As sample of the input data and exact error message not given, I give you only the possible causes to resolve the issue. Don't copy and paste the code as it is only guidance. Instead use the techniques I've described. Kindly note that this is a guidance towards the trouble shooting and not the complete solution.
The issues could be:
1.XGBoost's internal parallelism conflicting with multiprocessing.

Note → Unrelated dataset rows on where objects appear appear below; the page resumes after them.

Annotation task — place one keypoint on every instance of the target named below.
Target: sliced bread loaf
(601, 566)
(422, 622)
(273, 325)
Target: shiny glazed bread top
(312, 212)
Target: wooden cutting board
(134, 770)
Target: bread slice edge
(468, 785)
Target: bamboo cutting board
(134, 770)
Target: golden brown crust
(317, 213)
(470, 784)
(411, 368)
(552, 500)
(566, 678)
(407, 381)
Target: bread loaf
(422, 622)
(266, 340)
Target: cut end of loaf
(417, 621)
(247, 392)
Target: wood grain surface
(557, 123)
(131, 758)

Even with n_jobs=1, XGBoost may still use OpenMP.
2.When child processes in a mp.Pool inherit shared global variables in unpredictable ways, It leads to crashes or hangs(Global State Contamination)
Verify Model Loading in Child Processes:
def pred_data_from_db(start_index, chunk):
# Load model inside worker (ensures fresh state)
model = xgb.Booster()
model.load_model('model.xgb') # or your pkl loading method
predict = getattr(module, customized_pred_func_name)

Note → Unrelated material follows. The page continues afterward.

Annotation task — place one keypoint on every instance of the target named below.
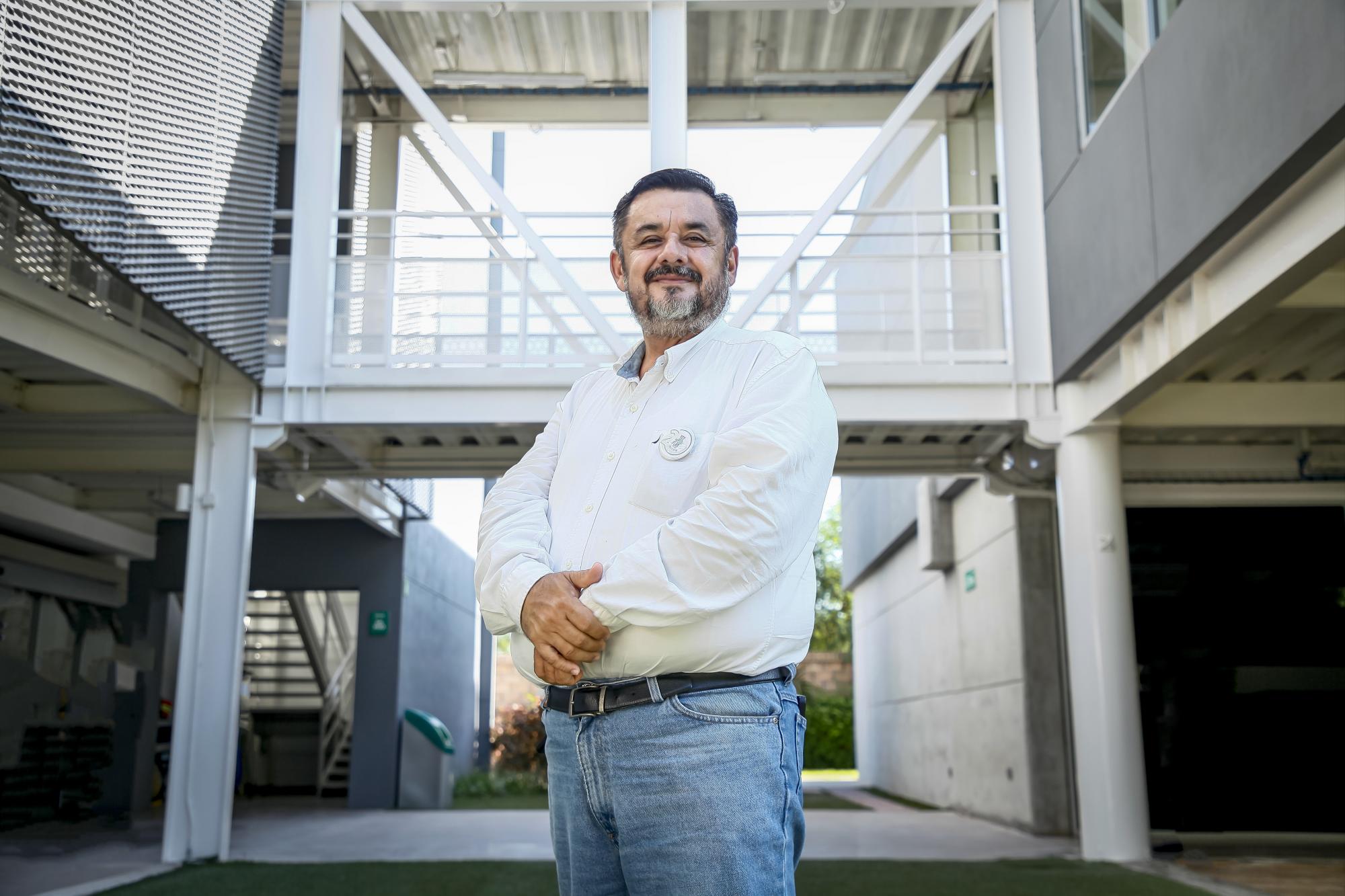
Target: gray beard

return predict(model, chunk)
Disable XGBoost's internal threading and use single-thread mode:
import os
# before importing xgboost, set OMP_NUM_THREADS and OPENBLAS_NUM_THREADS as 1
os.environ['OMP_NUM_THREADS'] = '1'
os.environ['OPENBLAS_NUM_THREADS'] = '1'
import xgboost as xgb
use spawn instead of fork as fork is meant only for linux.(In case if use fork)
if __name__ == '__main__':
mp.set_start_method('spawn') # Add before Pool creation
with mp.Pool() as pool:
Add detailed error logging with prediction in try-catch
def pred_data_from_db(start_index, chunk):
try:
predict = getattr(module, customized_pred_func_name)
return predict(model, chunk)
except Exception as e:
import traceback
with open('error.log', 'a') as f:
f.write(f"Failed on chunk {start_index}:\n")
f.write(traceback.format_exc())
raise
Test with dummy data and find if the issue is data dependent
# Replace real data with simple test data
dummy_chunk = [[1,2,3]] * 100
pool.apply_async(pred_data_from_db, args=(0, dummy_chunk))
If you're using flask with multiprocessing, Ensure no flask context is passed to workers. Also Use mp.Manager() for shared progress tracking:
manager = mp.Manager()
progress = manager.dict()
def worker():
progress['status'] = 'running'